A Swiftly Tilting Sonnet, From a Schizophrenic Man, to the Hyena Holding Him Hostage in His Apartment
You laughing bastard dark snout sickle grin
make the shadows bend and twist with you when
the light catches your black peeled-grape eyes a
certain way your face looks like my shrink
my parents my roommate who still lives here
pinned me to the couch paws already clamped
on my wrists it was inevitable
that you’d track me down the gray walls of my
apartment shudder with tight-packed movement
(it’s your friends listening licking haunches)
I should have been ready for you don’t think
I didn’t sense you tracking me tilting
your pink noses to the air and breathing
my scent I know how you hyenas work
I had plans for a bunker almost bought
myself a shotgun but I chickened out
after my roommate talked me out of it
you, my parents and my shrink are licking
their lips which are your lips the lips of everyone I know
and when the light catches your corpse-knee eyes a
certain way I think I see the devil or my roommate
and when you lean in close and lick my face your friends
laugh harder and rattle the walls and floor
(they’re eager they’re ready for the kill)

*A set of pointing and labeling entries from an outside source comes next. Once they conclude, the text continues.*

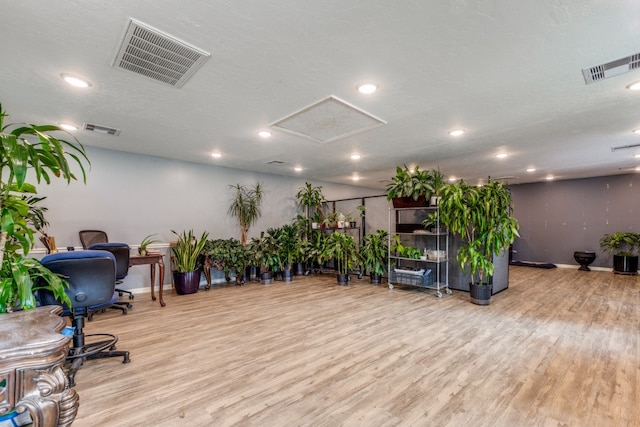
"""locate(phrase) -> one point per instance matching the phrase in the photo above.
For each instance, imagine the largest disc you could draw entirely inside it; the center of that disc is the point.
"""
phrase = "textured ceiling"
(507, 72)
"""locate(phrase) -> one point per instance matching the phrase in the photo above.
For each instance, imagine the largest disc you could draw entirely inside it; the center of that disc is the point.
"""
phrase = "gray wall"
(130, 196)
(560, 217)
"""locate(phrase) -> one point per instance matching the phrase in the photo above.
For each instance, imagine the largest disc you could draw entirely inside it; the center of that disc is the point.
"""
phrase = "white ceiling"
(509, 72)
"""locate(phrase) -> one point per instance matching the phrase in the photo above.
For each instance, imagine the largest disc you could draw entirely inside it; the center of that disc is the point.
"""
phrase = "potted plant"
(263, 252)
(625, 245)
(187, 261)
(239, 259)
(24, 148)
(409, 188)
(245, 207)
(288, 248)
(313, 250)
(342, 248)
(374, 253)
(310, 198)
(438, 182)
(148, 240)
(483, 218)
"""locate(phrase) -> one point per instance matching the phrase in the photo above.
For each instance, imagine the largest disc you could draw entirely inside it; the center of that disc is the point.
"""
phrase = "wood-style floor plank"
(558, 348)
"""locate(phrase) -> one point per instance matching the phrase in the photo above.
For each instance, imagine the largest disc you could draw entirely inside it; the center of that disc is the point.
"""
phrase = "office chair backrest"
(91, 276)
(121, 252)
(90, 237)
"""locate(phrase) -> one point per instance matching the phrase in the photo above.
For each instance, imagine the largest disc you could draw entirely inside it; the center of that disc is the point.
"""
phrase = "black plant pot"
(623, 264)
(186, 283)
(343, 279)
(287, 275)
(266, 277)
(298, 269)
(480, 294)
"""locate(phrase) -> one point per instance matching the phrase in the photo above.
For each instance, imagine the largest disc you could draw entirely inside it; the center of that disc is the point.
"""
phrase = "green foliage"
(313, 249)
(343, 249)
(288, 244)
(483, 217)
(245, 206)
(23, 148)
(263, 251)
(623, 243)
(188, 251)
(404, 251)
(410, 183)
(374, 252)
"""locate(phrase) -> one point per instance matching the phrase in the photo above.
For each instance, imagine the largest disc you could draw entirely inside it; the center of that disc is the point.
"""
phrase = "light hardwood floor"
(558, 348)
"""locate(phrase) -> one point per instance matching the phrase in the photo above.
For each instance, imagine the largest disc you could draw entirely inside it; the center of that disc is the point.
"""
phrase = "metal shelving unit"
(429, 273)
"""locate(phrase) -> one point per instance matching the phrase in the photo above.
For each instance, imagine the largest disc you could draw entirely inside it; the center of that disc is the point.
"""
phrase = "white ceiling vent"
(154, 54)
(625, 147)
(328, 120)
(611, 69)
(101, 129)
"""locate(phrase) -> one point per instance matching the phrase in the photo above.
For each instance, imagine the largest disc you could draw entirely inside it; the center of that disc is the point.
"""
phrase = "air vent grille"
(101, 129)
(625, 147)
(611, 69)
(159, 56)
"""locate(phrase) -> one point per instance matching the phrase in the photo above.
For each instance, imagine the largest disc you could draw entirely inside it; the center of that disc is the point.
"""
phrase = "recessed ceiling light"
(634, 86)
(69, 127)
(75, 81)
(367, 88)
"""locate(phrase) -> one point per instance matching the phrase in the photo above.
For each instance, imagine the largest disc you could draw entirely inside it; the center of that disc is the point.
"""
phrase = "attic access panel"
(328, 120)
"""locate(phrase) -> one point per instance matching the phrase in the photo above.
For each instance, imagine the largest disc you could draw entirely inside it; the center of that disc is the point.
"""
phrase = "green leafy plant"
(264, 252)
(188, 251)
(313, 249)
(288, 243)
(622, 243)
(343, 249)
(483, 217)
(146, 241)
(245, 207)
(23, 148)
(374, 252)
(410, 183)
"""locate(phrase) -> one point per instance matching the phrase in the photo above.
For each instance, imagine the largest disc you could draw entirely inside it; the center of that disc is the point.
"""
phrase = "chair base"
(103, 348)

the air smells like my blood and you just sit there on my
chest and smile and in this moment the hyena breaks
open head splits eyes go white and light pours out
inside of your face is the face of everyone I miss hidden under your fur
but it’s not fur it’s fine blonde hair and it’s not fine blonde hair
it’s denim and it’s not denim it’s aftershave and sawdust prayer shawls baseball caps cigars
so you come close and kiss me and hand me my last paycheck nestled inside a pink slip
and give me this month’s dosage clutched in nicotine-fingers
and tell me you love me and want me home in whatever vestige
of memory home constitutes now and sorry and then your
teeth are in my neck hot brushes in my skin you are speaking with your
mouth full my chin buried in the greasy top of your head and as blood
pulses down my shirt I gasp out what do you mean I can’t hear you tell me
but even if your mouth was empty each of you is speaking something different
and suddenly I don’t want you to go I need you here I need to
listen to you babble on forever I need to be torn asunder
by your teeth taken in surrounded warmed
want my apartment full of life again even if that means my blood
smeared on the walls and floor for
your friends to lick up (it’s okay, they’d be my friends too and I would let them) because
when your world is nothingness and stale air and rent and meds and you are all these things
yourself you have no choice but to make rituals or hyenas or families out of the void and
breathe life into them and if I’m seeing you now if you’ve found me that means I’ve nadired
and been running from the revelation you are telling me this I can hear you saying it
and I’m gagging into empty darkness grasping at you and crying
and you let me go and stare at me
and you are just a hyena again with a flash in his eye
your mouth is open like you have something to tell me something to make the air
explode with meaning I’ll feel in my chest before the dust clears and
we embrace hand in hand in paw
no longer alone and empty
(there was no roommate but you know that don’t you
he was pillows and dusty air shaped into
everything I needed)
but you stalk off and slink away behind my couch tail between bony legs
and when
I jump up and look for you snapped back to
form you’re just gone nothing under my couch
and when I listen for your friends in the
walls they’re in retreat shuffling through floors
and I want to sink down sob laugh howl chatter and
call your name to beg you back but I don’t
know which of your names to call so I’m left
here patting my neck looking for blood and
finding only fine fangmarks in fabric.
SAM BOWDEN
Reading this leaves me in a state paranoiac frenzy and I feel as if I’ve experienced an unrelenting and frantic journey. I’d love to hear an analysis about it sometime!